The holder is used to determine whether a block device can be reopened.
So both for internal (mounting, log device initialization) or userspace
opens we compare the holders of the block device. We do have allowed for
quite some time to open the same block device exclusively with different
flags. So there are multiple files open to the same block device and the
holder is used as proof that it can be reopened. So always using the
file as the holder would still mean that we have to compare
file->private_data to determine whether the block device can be
reopened. So it won't get us as much as we'd want.

The reason for the holder to remain valid is that the block layer does
have ioctl operations such as removal of a device in the case of nbd,
suspend and resume used in stuff like cryptsetup. In all such cases we
go from arbitrary block device to arbitrary holder and then inform them
about the operation calling the appropriate callback. So we would still
have to guarantee the validity of the holder in file->private_data.
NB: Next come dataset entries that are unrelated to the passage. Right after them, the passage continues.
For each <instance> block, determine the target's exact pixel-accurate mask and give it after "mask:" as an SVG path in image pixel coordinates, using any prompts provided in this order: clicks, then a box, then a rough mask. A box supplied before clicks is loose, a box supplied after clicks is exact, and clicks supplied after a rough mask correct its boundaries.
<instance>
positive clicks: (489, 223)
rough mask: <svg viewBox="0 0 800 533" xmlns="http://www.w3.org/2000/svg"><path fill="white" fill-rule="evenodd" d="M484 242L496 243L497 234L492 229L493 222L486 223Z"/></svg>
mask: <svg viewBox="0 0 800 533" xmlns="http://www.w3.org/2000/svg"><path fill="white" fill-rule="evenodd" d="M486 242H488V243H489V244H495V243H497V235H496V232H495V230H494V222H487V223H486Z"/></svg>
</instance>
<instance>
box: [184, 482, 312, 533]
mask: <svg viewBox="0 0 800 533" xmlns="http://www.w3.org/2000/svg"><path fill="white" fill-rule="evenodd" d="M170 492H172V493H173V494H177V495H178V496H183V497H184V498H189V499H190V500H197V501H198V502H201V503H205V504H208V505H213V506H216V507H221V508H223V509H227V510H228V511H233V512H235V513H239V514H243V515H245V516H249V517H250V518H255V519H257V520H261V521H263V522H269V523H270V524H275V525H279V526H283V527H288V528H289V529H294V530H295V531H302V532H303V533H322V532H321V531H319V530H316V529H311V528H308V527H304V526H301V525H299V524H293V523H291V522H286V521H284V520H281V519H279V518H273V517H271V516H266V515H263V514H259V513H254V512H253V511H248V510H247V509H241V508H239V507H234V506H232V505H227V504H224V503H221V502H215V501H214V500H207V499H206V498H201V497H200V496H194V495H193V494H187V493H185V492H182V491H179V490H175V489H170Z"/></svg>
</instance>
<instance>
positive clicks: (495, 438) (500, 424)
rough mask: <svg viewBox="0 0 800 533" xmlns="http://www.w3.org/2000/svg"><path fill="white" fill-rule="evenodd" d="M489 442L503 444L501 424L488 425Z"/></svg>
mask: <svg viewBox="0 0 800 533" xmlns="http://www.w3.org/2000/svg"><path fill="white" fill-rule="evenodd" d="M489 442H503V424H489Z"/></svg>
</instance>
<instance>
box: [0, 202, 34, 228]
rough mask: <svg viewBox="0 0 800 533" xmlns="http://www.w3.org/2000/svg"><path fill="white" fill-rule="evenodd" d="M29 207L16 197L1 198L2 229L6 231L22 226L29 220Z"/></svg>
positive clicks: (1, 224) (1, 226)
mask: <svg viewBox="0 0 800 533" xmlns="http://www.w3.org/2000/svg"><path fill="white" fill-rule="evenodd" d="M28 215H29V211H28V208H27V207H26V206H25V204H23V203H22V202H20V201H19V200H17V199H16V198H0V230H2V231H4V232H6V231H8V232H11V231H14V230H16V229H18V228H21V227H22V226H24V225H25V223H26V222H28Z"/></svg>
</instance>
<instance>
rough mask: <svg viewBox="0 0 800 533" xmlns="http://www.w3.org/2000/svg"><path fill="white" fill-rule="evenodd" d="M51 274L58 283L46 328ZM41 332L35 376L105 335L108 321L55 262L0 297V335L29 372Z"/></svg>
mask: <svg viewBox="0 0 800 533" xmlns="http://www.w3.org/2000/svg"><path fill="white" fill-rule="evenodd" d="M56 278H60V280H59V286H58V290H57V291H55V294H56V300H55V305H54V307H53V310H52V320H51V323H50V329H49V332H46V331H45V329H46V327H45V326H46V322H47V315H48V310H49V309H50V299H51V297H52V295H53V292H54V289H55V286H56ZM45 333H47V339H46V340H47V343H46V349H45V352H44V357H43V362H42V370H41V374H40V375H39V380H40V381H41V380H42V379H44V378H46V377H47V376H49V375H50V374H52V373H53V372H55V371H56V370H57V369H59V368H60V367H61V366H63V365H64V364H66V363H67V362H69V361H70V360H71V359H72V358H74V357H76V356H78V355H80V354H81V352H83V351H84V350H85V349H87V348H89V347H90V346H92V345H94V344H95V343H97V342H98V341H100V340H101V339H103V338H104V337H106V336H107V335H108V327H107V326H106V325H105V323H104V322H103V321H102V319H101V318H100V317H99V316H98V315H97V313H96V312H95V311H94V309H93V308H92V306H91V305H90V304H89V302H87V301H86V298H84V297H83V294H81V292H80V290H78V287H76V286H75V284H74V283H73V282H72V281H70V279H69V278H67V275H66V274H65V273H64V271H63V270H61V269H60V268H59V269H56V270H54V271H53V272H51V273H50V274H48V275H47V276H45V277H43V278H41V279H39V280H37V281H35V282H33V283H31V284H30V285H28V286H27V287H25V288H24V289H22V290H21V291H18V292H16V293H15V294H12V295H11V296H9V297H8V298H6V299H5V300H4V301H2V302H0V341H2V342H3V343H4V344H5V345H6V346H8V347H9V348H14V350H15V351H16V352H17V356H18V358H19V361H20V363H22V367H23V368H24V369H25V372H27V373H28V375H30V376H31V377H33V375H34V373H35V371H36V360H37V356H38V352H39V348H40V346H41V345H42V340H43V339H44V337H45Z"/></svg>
There are also two internal codepaths where the block device is
temporarly marked as being in the process of being claimed. This will
cause actual openers to wait until bd_holder is really set or aborted
but not fail the actual open. This has traditionally been the case in
the loop code and during user initiated and internally triggered
partition scanning. That could be reworked but would be pretty ugly.

We'll continue considering additional cleanups and latest next merge
window I'll give you a detailed write up what happened.